It started on Monday morning when I was dressing up and I realized the scars on my face have gotten darker. Mind you, they're fixed drug eruptions caused by a drug allergy, so my left eyebrow and area under my mouth have these hyperpigmented circular lesions. I loathe how I look with them and try as I may, getting rid of them with an arsenal of expensive beauty products and herbal remedies is nigh impossible. I've been trying for 10 months and I fucking cannot.

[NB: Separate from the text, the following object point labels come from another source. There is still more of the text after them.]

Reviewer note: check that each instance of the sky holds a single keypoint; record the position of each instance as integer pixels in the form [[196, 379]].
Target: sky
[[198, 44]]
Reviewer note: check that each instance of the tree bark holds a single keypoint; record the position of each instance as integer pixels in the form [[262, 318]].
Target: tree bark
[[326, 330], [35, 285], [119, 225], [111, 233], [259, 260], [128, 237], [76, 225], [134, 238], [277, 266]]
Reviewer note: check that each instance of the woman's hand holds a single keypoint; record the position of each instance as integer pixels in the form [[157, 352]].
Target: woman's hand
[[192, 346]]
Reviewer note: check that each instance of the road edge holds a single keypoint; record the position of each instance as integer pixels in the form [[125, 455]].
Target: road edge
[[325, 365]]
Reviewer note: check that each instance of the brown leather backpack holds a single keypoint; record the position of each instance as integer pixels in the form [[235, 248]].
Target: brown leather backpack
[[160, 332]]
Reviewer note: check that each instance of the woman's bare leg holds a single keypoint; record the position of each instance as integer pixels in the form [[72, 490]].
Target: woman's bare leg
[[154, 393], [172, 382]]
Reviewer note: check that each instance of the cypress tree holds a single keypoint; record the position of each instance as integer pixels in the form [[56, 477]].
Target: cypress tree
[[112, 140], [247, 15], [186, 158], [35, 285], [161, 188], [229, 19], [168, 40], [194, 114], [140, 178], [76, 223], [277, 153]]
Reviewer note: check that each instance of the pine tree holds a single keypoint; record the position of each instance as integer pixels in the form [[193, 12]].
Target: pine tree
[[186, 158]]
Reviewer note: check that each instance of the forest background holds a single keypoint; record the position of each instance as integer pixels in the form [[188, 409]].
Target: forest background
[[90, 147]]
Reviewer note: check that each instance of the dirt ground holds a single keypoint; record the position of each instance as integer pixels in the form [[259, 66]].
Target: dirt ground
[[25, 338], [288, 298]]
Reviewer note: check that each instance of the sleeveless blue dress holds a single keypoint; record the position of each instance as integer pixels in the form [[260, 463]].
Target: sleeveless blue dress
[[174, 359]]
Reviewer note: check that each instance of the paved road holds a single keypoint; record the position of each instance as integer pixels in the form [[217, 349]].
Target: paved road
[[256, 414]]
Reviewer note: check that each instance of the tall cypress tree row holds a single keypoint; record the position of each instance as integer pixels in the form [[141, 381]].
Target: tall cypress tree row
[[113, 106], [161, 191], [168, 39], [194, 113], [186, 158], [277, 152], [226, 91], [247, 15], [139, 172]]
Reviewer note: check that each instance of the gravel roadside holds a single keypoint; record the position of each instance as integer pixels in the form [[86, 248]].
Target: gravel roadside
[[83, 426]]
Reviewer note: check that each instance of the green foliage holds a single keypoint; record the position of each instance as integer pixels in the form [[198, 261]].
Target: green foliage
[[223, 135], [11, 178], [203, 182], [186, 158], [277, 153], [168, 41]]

Self-esteem nett loss = -5
On Wednesday, I went out with a friend from my Dino Media (ew) days and we were talking about another friend. She gets interesting projects and a lot of it is due to her amazing networking skills, then he added "It also helps that she looks like that" and that got me agreeing. Because looks do matter, and she's an impossibly beautiful person. At that point, I didn't feel envious of her but rather angry at my own circumstances. Because I was already on the lower end of the aesthetic spectrum and then suddenly I became allergic and suddenly I have these awful scars and from the lower end of the spectrum, I got bumped even lower.
It just didn't seem fair.
Self-esteem nett loss = -15
Then, there's also the pretty girl in Aaron's office and yes, yes I know that I shouldn't care but that got me thinking, I'm not remotely Aaron's type.

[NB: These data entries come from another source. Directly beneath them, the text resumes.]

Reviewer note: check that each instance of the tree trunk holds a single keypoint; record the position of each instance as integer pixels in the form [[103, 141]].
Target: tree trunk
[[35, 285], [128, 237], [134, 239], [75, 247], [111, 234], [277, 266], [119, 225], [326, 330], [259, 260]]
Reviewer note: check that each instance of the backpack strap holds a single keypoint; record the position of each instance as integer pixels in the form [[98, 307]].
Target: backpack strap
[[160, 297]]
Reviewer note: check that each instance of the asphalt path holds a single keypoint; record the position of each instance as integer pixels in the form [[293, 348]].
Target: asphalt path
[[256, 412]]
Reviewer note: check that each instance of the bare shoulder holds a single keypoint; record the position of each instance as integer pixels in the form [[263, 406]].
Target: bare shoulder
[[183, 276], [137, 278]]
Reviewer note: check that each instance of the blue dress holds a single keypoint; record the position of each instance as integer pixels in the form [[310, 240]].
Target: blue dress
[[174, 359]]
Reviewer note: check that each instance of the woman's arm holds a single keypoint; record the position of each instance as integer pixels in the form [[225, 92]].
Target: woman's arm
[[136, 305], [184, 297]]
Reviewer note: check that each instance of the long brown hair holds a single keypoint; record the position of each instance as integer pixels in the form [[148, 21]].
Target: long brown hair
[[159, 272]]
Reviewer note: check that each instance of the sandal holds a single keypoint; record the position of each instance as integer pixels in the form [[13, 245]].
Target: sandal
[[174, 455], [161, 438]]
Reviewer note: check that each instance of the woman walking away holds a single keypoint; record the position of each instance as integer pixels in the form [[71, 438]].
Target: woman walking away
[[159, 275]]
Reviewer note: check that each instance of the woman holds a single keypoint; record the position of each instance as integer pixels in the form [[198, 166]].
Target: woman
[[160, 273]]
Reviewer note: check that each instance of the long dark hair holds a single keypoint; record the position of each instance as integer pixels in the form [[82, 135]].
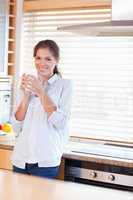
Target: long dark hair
[[53, 48]]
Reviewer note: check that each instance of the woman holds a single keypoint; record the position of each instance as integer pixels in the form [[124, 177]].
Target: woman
[[42, 117]]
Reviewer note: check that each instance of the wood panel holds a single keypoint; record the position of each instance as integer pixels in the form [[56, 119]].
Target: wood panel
[[36, 5], [5, 162]]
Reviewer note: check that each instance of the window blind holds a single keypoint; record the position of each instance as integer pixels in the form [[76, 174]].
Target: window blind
[[100, 68]]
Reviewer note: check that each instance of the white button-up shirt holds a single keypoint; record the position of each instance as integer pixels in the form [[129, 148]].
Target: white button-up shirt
[[40, 139]]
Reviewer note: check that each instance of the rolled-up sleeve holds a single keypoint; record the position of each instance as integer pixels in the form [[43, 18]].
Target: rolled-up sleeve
[[17, 125], [60, 117]]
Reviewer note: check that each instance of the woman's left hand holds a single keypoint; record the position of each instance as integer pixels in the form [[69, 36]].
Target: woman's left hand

I mean sure, we like the same type of music and movies but notwithstanding all that, I'm simply not his type: Tall, cute, fair Chinese girls.
In fact, I'd go so far as to say I'm the complete opposite of that: Short Indian with the cuteness level of Harambe (RIP)
Self-esteem nett loss = Enough to warrant a post in my decrepit blog
To be quite frank, I don't know why we're still together, sometimes. At a certain point, it just feels like we're being forced by the length of time we have actually been together. It's not that I do not feel love for him, I just genuinely think he deserves better. I do feel my insecurities play a huge part in this, but what if my relationship is what's playing a bigger role in my insecurities? If I were single, I know for a fact I would still feel insecure, but what if I feel a little less?
Self-hate can be a very terrible thing. But to be beautiful and hate yourself, maybe that's not so bad, eh?
I wish no one has to feel this way but I know that I'm not the first person to feel like this nor will I be the last.